CHIKEZIE: Yeah. Because it’s more eventful, I get to play different types of people, it’s futuristic stuff I love. I’m a bit obsessed with the future, and what could happen as well. I think it’s a bit of everything, and visually, I find it the most entertaining.
AX: Did you have to do any research for your role in THE PASSAGE, either with the jargon, or how to handle the medical equipment, or anything like that?
CHIKEZIE: This is quite funny, actually – my character is a doctor, but she’s also a major in the Army. I have to do the salute that they do in the Army. And do you know, I couldn’t do the salute for the life of me. Do you remember, Jason? I was trying to do the salute, and literally, I had Jason and [show runner] Liz Heldens trying to coach me, and in the end, they were like, “You know what? Just nod.” So that’s one I had literally been trying to learn how to salute. That’s been the extent.
JASON ENSLER: It’s a hard thing to learn how to do correctly. We know when it looks right to the eye, but we don’t know how hard it is to do.
AX: Are you the directing producer on THE PASSAGE?
ENSLER: I am, yes.
AX: So that means you direct some episodes, and tell the other directors, “This is the look we’re going for, this is the tone we’re going for …”?
ENSLER: Yeah. I try to set the tone and give people a chance to make the movies they want to make, but keep it within the spirit and the tone of the show that we’re making.
AX: There are some unusual visual perspectives in the pilot, which you directed. I think there’s one shot where there’s a fish-eye lens …
ENSLER: Yes. There’s a fourteen-millimeter lens to hold – it’s not exactly Fanning’s point of view of all the scientists discussing him, it’s setting the stage for bringing in the child, but it was a subjective shot to hold the frame of all the scientists, but also to say something was a little askew with this space.
AX: In the books that THE PASSAGE is based on, is Sykes British?
ENSLER: In the books, Sykes is a man.
AX: And American?
CHIKEZIE: An American man, yeah.
AX: Did you have everybody come in and read, or was it decided to make Sykes British and female before Caroline Chikezie came in?
ENSLER: No. She [Chikezie] made her British. We saw Caroline and we said, “Okay, whatever she is, that’s what Sykes is. So we’ll embrace that.” Because we wanted that. That part was very difficult to cast, because we needed someone who could hold the authority that the role demands, and at the same time, carry the ethical dilemma, and show a vulnerability, and a sense of compassion, and to have both of those things. We found a lot of people who could play the authority, but couldn’t play the vulnerability, or vice-versa. And Caroline was really the only person who came in and we said, “Oh, that’s how it’s done.”
CHIKEZIE: Wow. I was blown away hearing that. Thank you.
ENSLER: Not only that, but she brings so much more to it on a three-dimensional level. There are so many other layers to Caroline that we’re excited to explore in the series.
CHIKEZIE: Oh, my God. That’s amazing. Thank you.
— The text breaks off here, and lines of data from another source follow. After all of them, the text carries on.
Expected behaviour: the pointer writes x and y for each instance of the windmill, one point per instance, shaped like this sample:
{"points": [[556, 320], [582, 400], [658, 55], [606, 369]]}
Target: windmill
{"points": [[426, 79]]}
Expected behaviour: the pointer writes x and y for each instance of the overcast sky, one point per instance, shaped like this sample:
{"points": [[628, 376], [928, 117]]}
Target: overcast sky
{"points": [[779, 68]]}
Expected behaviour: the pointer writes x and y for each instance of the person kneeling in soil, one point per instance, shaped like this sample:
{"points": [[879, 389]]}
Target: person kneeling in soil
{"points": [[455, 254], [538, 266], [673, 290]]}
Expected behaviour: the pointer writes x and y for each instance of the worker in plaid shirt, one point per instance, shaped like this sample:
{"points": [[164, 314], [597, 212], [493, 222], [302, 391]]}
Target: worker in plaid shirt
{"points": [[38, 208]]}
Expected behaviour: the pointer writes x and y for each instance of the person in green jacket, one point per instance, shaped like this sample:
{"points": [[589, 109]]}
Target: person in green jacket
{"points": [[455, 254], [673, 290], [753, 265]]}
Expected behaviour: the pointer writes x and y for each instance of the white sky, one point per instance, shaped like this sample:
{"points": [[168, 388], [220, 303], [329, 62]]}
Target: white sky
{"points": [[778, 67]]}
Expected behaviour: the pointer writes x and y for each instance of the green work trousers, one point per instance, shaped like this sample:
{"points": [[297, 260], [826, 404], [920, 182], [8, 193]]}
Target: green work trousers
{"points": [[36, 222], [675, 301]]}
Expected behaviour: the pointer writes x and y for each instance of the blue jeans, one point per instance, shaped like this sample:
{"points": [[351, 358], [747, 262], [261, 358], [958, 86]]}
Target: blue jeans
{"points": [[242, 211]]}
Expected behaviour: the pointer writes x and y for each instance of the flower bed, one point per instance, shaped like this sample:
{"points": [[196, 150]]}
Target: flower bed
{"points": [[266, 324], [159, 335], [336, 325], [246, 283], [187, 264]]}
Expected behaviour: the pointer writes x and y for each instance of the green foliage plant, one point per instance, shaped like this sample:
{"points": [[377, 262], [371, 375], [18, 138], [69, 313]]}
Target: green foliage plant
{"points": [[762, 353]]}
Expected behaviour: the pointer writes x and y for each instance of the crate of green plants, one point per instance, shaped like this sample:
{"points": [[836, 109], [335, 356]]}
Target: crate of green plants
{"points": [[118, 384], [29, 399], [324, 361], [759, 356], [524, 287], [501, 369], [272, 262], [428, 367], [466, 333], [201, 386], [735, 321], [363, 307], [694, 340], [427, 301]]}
AX: The characters shy away from calling the infected people “vampires,” even though that term could describe them. What do you call them?
ENSLER: The Virals. Sort of lab-generated vampires.
AX: Do the Virals have different specific states, like where they’re dormant, where they’re hungry, where they’re being manipulative …?
ENSLER: Yes. In fact, they have states, some that are sometimes controlled by the scientists, where we slow their heart rate, where they’re dormant, and then there are other states that are more animalistic, where they want to feed, or they are feeding. And then there’s a state that we’re exploring in the series where, when they go into a mindscape, which is to go in to either torment one of their human captors, or to actually go talk with another Viral about strategy, about how to manipulate their human captors and be free, they go into this sort of fugue state, an almost meditative state where you can’t reach them. What the doctors are starting to learn is that, when they go into those states, it’s possible that they’re involved in some kind of telepathic activity. So that’s another wrinkle, another sort of unfolding that one of the scientists starts to discover.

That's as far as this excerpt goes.